Depuis deux semaines, le Tchad fait face à une pénurie de gaz qui affecte gravement la vie quotidienne de ses citoyens. Le gaz, utilisé principalement pour la cuisson et le chauffage, est un facteur indispensable pour le maintien du ménage. Cette situation a des répercussions significatives sur les familles et l’économie locale.

Parcourant la ville de N’Djaména, la capitale, des distances, sous un soleil ardent, au milieu des embouteillages, parfois comme les bagages derrière les motos, que les femmes et les hommes cherchent des gaz pour pouvoir cuire les aliments. Cependant, à la quête de ce foyer moderne, essentiel pour la cuisson des aliments, ceux qui le cherchent passent toute une semaine, voire deux semaines, sans s’en procurer.

Ce manque, ou mieux cette pénurie, constitue un obstacle majeur pour le ménage. Autant que la pénurie dure, le ménage quant à lui, ne peut durer. Quotidiennement, l’homme a besoin de manger.

Le ménage, ne pouvant pas attendre, se voit obliger d’utiliser certains moyens pour la cuisson des aliments. Parmi ces moyens, l’on rencontre le charbon et le bois, qui sont interdits, les noix de dômnier, les bouses de bœufs, etc.

En utilisant ces moyens, les femmes au marché de poisson de Chagoua expriment vraiment leurs difficultés en ces termes : « Moi là, franchement, je paie le charbon pour préparer depuis deux semaines. Je paie le charbon pour 2000 par jour », « avec un 2000 F, il faut payer la nourriture, plus le charbon…, c’est tellement difficile pour nous les femmes sur le coup économique du foyer », s’est lamenté une autre ; « c’est difficile de trouver le gaz, cela fait déjà deux semaines que j’ai cherché, mais je n’ai pas trouvé, j’ai fait à Toukra, je n’ai pas trouvé, puis au marché de mil d’abord que j’ai trouvé », se déplore une autre.

Cette pénurie impacte négativement l’économie. Les ménages doivent désormais se tourner vers des alternatives plus coûteuses, comme le charbon ou le bois, ce qui alourdit leur budget.

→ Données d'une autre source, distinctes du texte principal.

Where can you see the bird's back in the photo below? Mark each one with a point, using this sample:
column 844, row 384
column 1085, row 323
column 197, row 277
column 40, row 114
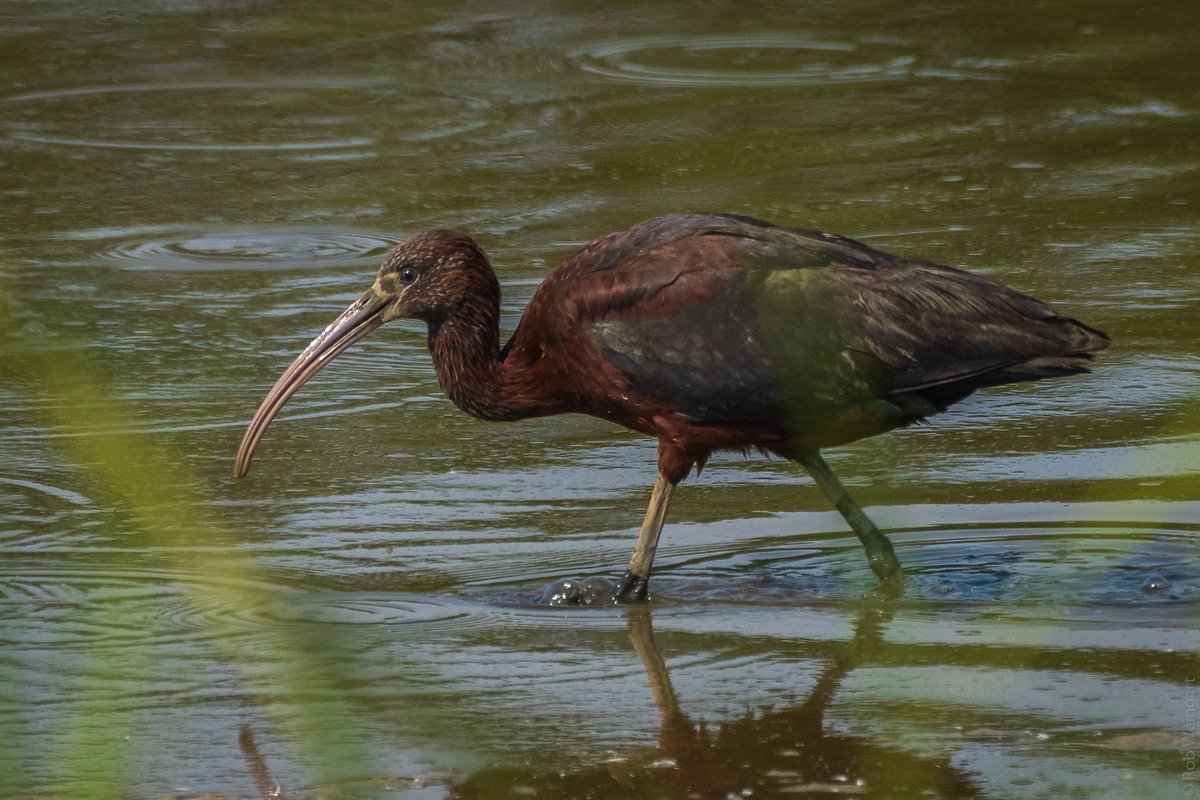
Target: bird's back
column 820, row 338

De même, à la recherche de gaz, le déplacement est plus couteux que la recharge du gaz même.

La préparation des repas devient de plus en plus difficile suite à la pénurie de gaz, ce qui affecte la nutrition des familles. Ainsi, les petites entreprises, notamment celles de la restauration, souffrent de cette pénurie, entraînant une baisse de revenus et des pertes d’emplois.

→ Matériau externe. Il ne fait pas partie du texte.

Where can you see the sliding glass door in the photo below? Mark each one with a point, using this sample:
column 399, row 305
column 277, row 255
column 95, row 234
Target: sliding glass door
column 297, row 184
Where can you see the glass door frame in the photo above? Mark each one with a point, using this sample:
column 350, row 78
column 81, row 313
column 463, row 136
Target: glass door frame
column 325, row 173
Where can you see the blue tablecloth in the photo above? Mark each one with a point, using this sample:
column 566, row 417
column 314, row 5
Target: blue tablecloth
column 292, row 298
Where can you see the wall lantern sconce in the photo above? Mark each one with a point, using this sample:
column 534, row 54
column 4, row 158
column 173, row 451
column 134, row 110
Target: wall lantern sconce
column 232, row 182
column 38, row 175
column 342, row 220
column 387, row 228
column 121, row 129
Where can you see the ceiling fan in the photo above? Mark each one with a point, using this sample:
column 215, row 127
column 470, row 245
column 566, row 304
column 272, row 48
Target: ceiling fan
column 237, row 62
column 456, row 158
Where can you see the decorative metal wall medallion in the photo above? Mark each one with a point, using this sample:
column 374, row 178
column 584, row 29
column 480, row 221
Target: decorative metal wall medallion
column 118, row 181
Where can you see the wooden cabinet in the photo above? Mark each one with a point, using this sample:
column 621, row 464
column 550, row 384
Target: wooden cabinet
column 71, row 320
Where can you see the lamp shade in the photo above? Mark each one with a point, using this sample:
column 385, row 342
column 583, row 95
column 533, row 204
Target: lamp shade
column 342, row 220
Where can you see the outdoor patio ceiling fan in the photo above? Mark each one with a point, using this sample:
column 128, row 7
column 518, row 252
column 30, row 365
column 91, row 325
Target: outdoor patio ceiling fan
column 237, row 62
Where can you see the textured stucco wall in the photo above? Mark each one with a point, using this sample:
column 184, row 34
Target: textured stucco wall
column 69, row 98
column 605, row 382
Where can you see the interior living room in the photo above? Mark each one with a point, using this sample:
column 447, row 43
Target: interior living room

La pénurie de gaz au Tchad est une crise qui nécessite une attention urgente. Elle affecte non seulement le quotidien des ménages, mais aussi l’économie du pays. Des mesures immédiates et efficaces doivent être prises par les autorités afin de pallier cette situation alarmante et honteuse d’un pays pétrolier et garantir un accès stable à cette ressource essentielle de survie familiale.